Gambling is an activity where people risk money or anything else of value in an attempt to predict the outcome of a game of chance. It is a popular pastime and can be done in many forms, including playing card games, fruit machines, lotteries, bingo and betting on sports events. Problem gambling can cause serious harm to personal relationships, health and work, leaving people with debt problems that lead to homelessness or even suicide.

A person can develop an addiction to gambling, and this can be difficult to recognise, especially for family members. A person with a gambling disorder may hide their addiction or lie to their friends and colleagues about how much they are spending on gambling. This can also have a negative impact on their work or study performance and can damage their self-esteem.

There are many different treatments for gambling disorders, depending on the individual. These can include cognitive behavioral therapy (CBT), psychodynamic therapy, group therapy and family therapy. CBT is a type of therapy that helps people change their thinking patterns so they can manage their gambling habits and avoid harmful behaviours. Psychodynamic therapy focuses on the unconscious processes that can influence an individual’s behaviour, while group therapy involves talking with other people who have similar issues in a safe environment under supervision from a trained mental health professional.

It is important to talk about gambling problems with someone who won’t judge you, such as a trusted friend or a counsellor. This can help to ease the stress that can make a person continue to gamble.

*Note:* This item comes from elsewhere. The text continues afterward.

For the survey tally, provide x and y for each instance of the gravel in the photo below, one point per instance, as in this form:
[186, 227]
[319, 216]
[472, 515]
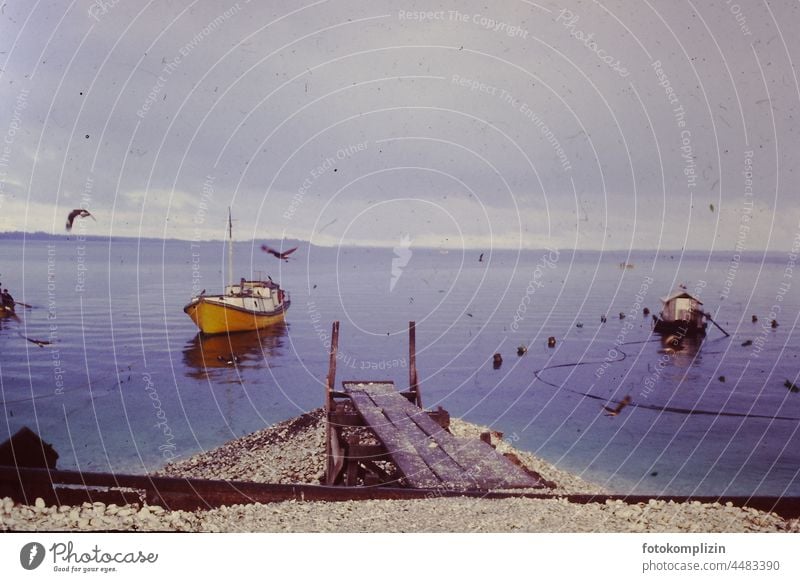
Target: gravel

It is also helpful to reduce financial risks and avoid high-risk situations such as using credit cards, taking out loans or carrying large amounts of cash with you. It is also a good idea to avoid gambling venues and use other activities for socialising instead.

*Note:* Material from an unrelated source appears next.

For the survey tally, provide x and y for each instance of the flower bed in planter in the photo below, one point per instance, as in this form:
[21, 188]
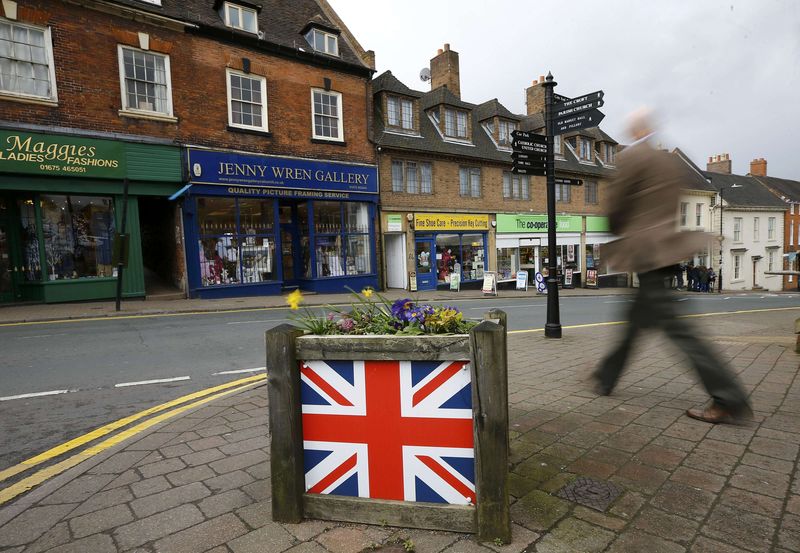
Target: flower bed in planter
[407, 430]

People who have depression, anxiety or other mental health problems are more likely to have a gambling problem. They may gamble to try to distract themselves from their feelings or to feel better about themselves. Problem gambling can also have a profound effect on relationships and lead to arguments, debt problems and even bankruptcy. It can also cause feelings of shame and isolation, and there is a strong link between problem gambling and suicide.

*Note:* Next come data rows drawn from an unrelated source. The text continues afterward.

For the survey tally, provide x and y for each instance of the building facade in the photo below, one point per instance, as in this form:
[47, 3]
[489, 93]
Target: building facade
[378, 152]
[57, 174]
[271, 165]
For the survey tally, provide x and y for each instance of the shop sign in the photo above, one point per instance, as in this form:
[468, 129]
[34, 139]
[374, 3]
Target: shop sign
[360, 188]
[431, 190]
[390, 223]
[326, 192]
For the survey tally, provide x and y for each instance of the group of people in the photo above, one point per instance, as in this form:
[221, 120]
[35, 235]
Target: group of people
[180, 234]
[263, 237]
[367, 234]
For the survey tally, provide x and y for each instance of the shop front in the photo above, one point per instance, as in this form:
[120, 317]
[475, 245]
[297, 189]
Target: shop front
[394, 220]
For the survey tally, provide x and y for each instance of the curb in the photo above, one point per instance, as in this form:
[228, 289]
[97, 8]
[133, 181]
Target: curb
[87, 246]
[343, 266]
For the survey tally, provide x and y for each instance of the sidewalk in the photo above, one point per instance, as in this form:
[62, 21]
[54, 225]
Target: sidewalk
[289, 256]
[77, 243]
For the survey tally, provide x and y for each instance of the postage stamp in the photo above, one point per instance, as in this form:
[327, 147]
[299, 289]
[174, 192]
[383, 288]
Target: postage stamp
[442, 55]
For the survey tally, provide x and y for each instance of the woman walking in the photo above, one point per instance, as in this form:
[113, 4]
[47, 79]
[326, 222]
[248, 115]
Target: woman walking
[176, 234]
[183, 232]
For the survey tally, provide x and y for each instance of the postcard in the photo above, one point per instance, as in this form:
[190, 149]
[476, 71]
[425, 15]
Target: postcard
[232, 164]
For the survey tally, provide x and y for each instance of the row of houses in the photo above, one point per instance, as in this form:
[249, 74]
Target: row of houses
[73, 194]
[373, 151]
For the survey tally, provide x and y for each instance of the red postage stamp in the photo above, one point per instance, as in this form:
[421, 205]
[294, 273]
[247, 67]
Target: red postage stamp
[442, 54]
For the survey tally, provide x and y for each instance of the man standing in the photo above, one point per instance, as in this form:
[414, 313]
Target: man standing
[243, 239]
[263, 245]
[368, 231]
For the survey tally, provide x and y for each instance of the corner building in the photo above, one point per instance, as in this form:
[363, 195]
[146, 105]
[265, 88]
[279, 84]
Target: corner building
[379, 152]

It’s important to set boundaries in managing money when dealing with a loved one who has a gambling addiction. If they have a lot of debt, you might want to consider speaking with StepChange for free and confidential debt advice. It’s also helpful to learn healthier ways of relieving unpleasant emotions or dealing with boredom, such as exercising, spending time with friends who don’t gamble, and practicing relaxation techniques. You might also find it useful to seek support from other families who have dealt with this issue.